From June 4th – 6th, 2018, Mike Cornell, Jared Zagelbaum, Matt Mace, and I attended the Spark+AI Summit 2018. This event offered a day of training sessions on June 4th and then two days of conference activities on the 5th and 6th. Hosted in beautiful San Francisco, the conference was packed with technical deep dives and demos from experts around the country. Couldn’t attend? Don’t worry, I’ve got you covered!
If you frequent the BlueGranite blog, you’re probably very familiar with Azure Databricks, the hottest new data and analytics platform from Microsoft. However, did you know that Databricks is actually a company founded by some of the original creators of Spark? Databricks’ founders started the Spark research project at UC Berkeley, which later became Apache Spark™. They’ve been working for the past 10 years on cutting-edge systems to extract value from Big Data.
In addition to making proprietary enhancements to the Spark system to create their own Unified Analytics Platform, the company has a commitment to open-source development and effective training. Databricks is also the host and main sponsor of the Spark+AI Summit.
What We Learned
Mike, Jared, and I attended a variety of sessions, from technical deep dives to Python demonstrations to talks on deep learning techniques. Personally, I enjoyed the sessions around research, which described the work that’s being done (in and out of academia) in the world of Spark and distributed computing. I loved seeing what everyone else has accomplished. It certainly gave us some cool project ideas.

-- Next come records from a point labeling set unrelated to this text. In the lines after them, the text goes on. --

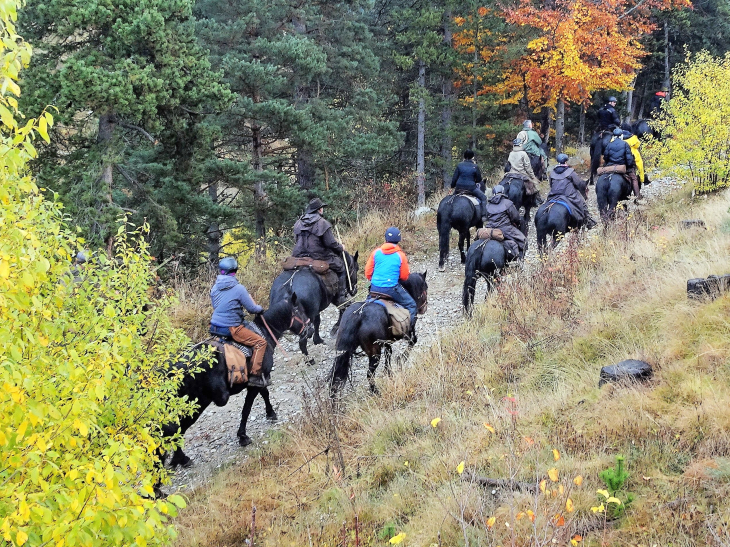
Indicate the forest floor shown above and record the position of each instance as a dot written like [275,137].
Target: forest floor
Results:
[212,443]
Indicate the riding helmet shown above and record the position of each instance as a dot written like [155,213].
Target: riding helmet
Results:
[228,265]
[392,235]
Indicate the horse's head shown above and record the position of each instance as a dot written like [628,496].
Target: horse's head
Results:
[352,268]
[418,288]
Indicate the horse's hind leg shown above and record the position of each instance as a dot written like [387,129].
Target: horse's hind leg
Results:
[251,392]
[317,338]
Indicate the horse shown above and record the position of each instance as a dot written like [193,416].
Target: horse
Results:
[486,258]
[611,188]
[367,325]
[458,212]
[552,219]
[312,296]
[209,383]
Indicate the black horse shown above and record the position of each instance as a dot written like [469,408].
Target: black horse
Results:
[367,325]
[486,258]
[552,219]
[611,188]
[313,298]
[210,383]
[458,212]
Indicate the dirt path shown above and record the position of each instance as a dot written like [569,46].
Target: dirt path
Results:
[212,441]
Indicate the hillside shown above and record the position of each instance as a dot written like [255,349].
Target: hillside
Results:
[514,388]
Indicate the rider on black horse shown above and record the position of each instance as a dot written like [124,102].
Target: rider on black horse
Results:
[467,178]
[608,118]
[533,147]
[230,299]
[386,268]
[618,152]
[314,239]
[502,214]
[567,185]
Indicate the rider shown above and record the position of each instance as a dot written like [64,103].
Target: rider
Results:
[566,184]
[607,116]
[467,177]
[519,163]
[502,214]
[533,147]
[314,239]
[618,152]
[634,143]
[386,268]
[229,299]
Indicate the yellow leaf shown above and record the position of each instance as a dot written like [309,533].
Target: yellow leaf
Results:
[395,540]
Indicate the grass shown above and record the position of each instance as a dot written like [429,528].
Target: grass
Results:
[511,385]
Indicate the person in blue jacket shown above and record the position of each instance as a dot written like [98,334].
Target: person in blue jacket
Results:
[230,299]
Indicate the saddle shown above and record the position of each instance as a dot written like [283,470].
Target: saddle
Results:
[327,277]
[468,195]
[236,356]
[490,233]
[398,316]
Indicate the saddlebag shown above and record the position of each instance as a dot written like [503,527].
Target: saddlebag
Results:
[607,169]
[490,233]
[297,262]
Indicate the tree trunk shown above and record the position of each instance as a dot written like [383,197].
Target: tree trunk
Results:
[447,90]
[420,156]
[259,193]
[582,125]
[667,75]
[107,124]
[213,234]
[559,126]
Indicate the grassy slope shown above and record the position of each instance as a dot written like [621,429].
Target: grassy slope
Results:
[540,341]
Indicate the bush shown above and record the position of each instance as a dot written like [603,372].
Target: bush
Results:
[695,123]
[84,383]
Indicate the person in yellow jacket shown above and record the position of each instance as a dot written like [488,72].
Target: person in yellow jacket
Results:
[634,143]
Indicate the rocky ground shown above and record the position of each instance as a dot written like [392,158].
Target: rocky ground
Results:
[212,441]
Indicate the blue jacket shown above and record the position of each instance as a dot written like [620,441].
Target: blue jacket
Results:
[229,298]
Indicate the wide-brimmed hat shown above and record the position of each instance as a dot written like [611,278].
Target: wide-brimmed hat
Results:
[315,205]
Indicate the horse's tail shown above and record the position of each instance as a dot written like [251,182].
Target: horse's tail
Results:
[443,225]
[347,342]
[470,275]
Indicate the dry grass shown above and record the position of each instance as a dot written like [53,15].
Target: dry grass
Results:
[527,365]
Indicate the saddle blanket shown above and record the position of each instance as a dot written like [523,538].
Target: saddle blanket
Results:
[236,356]
[563,203]
[399,317]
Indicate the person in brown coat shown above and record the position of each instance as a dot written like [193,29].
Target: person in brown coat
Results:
[314,239]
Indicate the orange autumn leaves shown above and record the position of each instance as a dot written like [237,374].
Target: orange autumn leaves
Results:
[577,47]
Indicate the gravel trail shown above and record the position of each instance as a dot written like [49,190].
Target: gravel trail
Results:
[212,441]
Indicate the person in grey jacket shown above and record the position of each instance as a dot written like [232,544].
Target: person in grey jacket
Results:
[230,299]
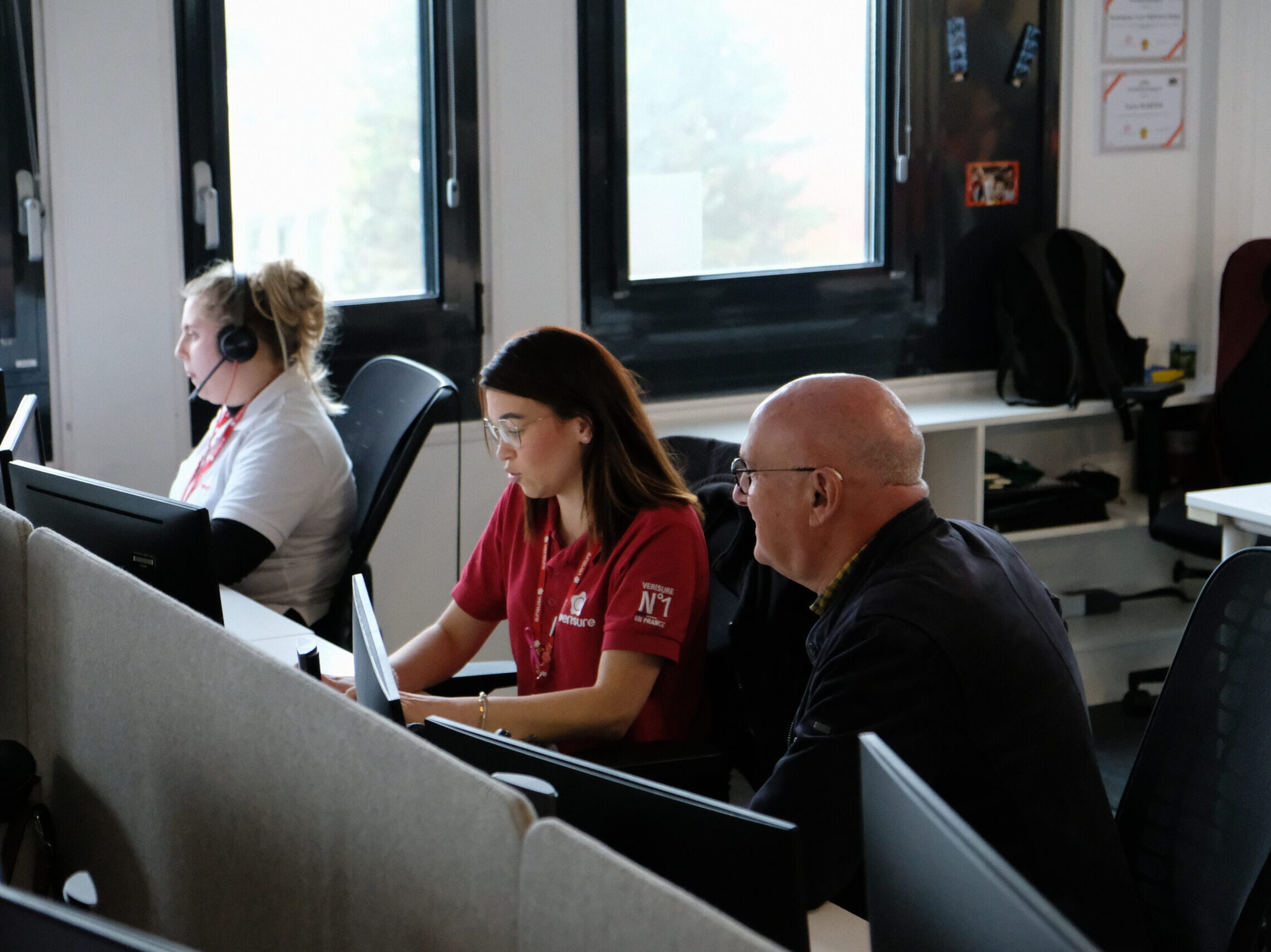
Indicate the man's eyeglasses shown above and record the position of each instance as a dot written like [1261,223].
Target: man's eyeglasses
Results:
[508,430]
[745,477]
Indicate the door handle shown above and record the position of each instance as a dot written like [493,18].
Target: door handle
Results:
[206,208]
[31,215]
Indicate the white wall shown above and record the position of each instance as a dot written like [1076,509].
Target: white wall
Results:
[115,262]
[1149,209]
[108,93]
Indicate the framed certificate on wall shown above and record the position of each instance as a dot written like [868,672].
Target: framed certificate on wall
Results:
[1144,31]
[1143,110]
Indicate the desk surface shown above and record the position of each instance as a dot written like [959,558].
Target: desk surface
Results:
[1247,502]
[831,928]
[276,636]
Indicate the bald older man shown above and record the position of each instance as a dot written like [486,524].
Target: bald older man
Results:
[935,634]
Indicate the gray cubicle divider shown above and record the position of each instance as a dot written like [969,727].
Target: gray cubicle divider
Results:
[15,532]
[577,895]
[228,802]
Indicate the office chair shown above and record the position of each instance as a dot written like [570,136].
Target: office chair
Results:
[393,403]
[1195,819]
[1233,454]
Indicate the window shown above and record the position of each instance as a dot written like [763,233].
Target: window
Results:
[23,331]
[342,138]
[773,191]
[750,138]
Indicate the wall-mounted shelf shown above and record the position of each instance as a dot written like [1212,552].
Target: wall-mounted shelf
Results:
[956,415]
[1130,514]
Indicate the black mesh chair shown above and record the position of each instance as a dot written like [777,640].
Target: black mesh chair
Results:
[393,403]
[1195,818]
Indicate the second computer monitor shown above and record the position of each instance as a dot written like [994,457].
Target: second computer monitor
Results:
[744,863]
[163,542]
[21,441]
[933,884]
[373,675]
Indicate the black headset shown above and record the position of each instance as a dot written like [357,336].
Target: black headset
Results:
[238,342]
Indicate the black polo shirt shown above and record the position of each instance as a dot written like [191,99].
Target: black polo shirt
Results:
[943,642]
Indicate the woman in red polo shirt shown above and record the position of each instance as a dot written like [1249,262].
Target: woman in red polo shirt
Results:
[595,556]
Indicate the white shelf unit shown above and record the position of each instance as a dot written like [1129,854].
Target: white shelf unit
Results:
[959,416]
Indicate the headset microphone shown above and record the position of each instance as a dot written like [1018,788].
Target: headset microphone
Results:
[195,396]
[237,342]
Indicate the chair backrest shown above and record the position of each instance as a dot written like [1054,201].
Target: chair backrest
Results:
[392,405]
[1242,304]
[1195,818]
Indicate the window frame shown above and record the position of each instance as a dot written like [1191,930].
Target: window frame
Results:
[768,327]
[442,327]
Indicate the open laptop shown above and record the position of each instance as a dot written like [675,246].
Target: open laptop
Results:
[22,441]
[373,675]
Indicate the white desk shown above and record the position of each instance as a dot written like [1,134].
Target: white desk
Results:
[1242,511]
[276,636]
[831,928]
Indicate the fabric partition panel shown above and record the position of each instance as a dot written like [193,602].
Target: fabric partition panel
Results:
[229,802]
[577,895]
[15,532]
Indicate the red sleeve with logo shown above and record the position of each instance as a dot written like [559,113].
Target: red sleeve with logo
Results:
[657,585]
[482,589]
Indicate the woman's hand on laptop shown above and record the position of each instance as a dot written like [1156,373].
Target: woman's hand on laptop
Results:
[341,683]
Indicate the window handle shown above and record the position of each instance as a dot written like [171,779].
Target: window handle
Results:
[903,116]
[453,145]
[31,215]
[206,208]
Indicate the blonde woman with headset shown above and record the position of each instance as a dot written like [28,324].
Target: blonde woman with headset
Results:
[271,469]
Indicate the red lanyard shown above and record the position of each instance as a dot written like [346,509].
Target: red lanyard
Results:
[214,448]
[541,642]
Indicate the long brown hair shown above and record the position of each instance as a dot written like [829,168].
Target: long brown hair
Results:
[624,468]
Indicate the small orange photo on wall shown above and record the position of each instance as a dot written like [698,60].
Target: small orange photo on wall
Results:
[991,184]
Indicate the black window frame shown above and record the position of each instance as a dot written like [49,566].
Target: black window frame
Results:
[25,354]
[719,335]
[441,328]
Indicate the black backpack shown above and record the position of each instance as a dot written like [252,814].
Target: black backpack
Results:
[1062,339]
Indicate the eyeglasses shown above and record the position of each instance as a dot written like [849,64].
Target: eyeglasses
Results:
[745,478]
[508,430]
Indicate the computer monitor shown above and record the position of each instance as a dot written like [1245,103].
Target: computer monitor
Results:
[159,541]
[373,675]
[21,441]
[31,923]
[744,863]
[933,884]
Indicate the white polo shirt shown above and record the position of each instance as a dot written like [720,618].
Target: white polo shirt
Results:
[284,473]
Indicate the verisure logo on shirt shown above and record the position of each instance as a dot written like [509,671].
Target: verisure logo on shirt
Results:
[655,600]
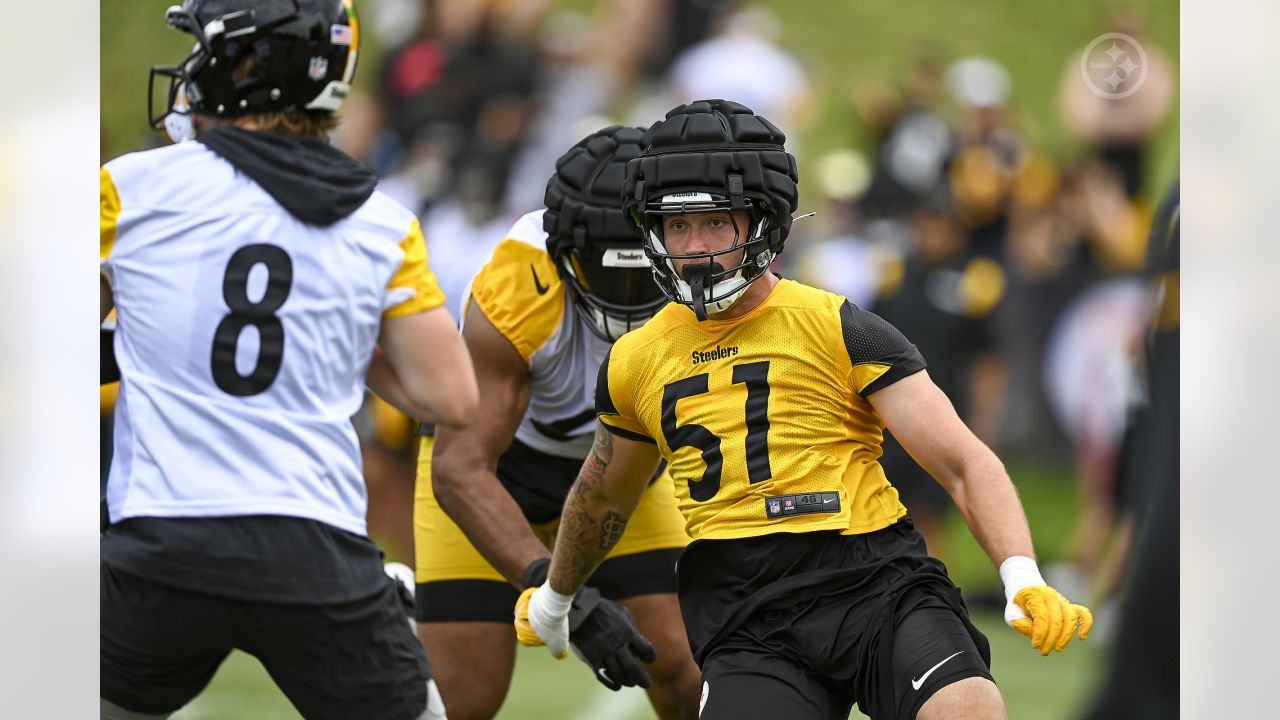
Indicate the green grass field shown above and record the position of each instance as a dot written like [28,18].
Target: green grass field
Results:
[1042,688]
[842,45]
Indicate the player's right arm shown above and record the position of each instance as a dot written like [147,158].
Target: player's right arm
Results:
[464,468]
[432,368]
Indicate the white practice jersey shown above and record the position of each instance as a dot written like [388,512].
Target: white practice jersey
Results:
[243,338]
[522,295]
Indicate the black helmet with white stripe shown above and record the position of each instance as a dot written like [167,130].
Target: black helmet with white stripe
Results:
[713,156]
[304,58]
[597,250]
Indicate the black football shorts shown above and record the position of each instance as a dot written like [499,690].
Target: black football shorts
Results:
[888,645]
[160,646]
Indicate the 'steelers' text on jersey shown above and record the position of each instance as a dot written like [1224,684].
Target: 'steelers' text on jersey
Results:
[763,419]
[520,291]
[243,338]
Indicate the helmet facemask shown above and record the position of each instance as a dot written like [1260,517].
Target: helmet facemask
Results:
[592,240]
[612,286]
[305,59]
[707,286]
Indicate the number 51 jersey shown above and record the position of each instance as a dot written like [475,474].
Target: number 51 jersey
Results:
[763,419]
[243,338]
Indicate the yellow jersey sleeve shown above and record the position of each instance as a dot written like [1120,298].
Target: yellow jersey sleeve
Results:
[615,405]
[414,287]
[109,214]
[878,351]
[520,292]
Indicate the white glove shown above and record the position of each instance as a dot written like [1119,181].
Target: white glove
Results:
[547,614]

All of the sessions were recorded and are available here.
Each day began with a series of keynotes who provided great case studies and use cases from companies such as Regeneron and Bechtel, as well as universities and research institutions. These keynotes provided great demonstrations of state-of-the-art, game-changing solutions that have been implemented in their respective industries.
Databricks Delta is a new data management tool that provides a single interface for combining the scale of a data lake, the reliability and performance of a data warehouse, and the low latency of streaming together in a single system. Using Delta along with the rest of the Databricks Unified Analytics Platform makes it much easier to build, manage, and put Big Data applications into production.
A big talking point at the keynote for this technology was around data quality. Delta helps to make sure the data flowing through your workflows remains consistent. Plus, Delta will give you insights around changes in your data. In addition to this, Delta helps to capture and track some summary metrics around your data, as well as relevant metadata.
Read more about Databricks Delta from the blog, here.
As more and more deep learning or machine learning frameworks are created, the use of state-of-the-art algorithms, which are extremely desirable, becomes difficult from an integration/compatibility front. Many data science teams struggle with using these myriad tools together, tracking experiments, reproducing results, and deploying models. Databricks has announced a new open-source solution to help combat these issues.
MLflow is designed to work with any ML library, algorithm, deployment tool or language. It’s built around REST APIs and simple data formats (e.g., a model can be viewed as a lambda function) that can be used from a variety of tools, instead of only providing a small set of built-in functionality.
Check out MLflow.org to get started.
Databricks Runtime for Machine Learning
Databricks also announced a new runtime for machine learning. This includes ready-to-use machine learning frameworks, simplified distributed training, and GPU support. For many deep learning toolkits (Microsoft Cognitive Toolkit, TensorFlow, XGBoost, etc.) or machine learning packages (scikit-learn, etc.), the environment configuration can be a tricky process to getting these libraries working optimally. With the new Databricks Runtime for Machine Learning, you will now have access to pre-configured machine learning frameworks that have been optimized for Spark.
In addition to the frameworks, the folks at Databricks have simplified the task of training models in a distributed fashion using the Horovod framework. This framework facilitates distributed training across multiple GPUs. With Databricks, you will now be able to unleash the power of GPUs in Spark!
Unified Analytics Platform for Genomics
For those of you who work in the fields of healthcare or life sciences, you already know the pains of dealing with huge files with crazy file types and using command line-based tools like SnpEff, BWA, or GATK4. Traditionally, these tools only work on MPI-based computing clusters. Now, resulting from a dedicated effort from Databricks, they have ported over many of the common bioinformatics pipeline functions into Spark. Plus, since Databricks is cloud-based, genomics data pipelines and analyses are now fully scalable.
Stay tuned for an upcoming blog where I’ll take an in-depth look at the new genomics-based features coming to Databricks.
All the Swag…
As with any conference, the Expos are quite interesting. Some booths were giving away fidget spinners, shirts, or stuffed animals. Others were giving away hot sauce (yes, seriously) or raffling off drones and books. In my opinion the best swag is, of course, stickers!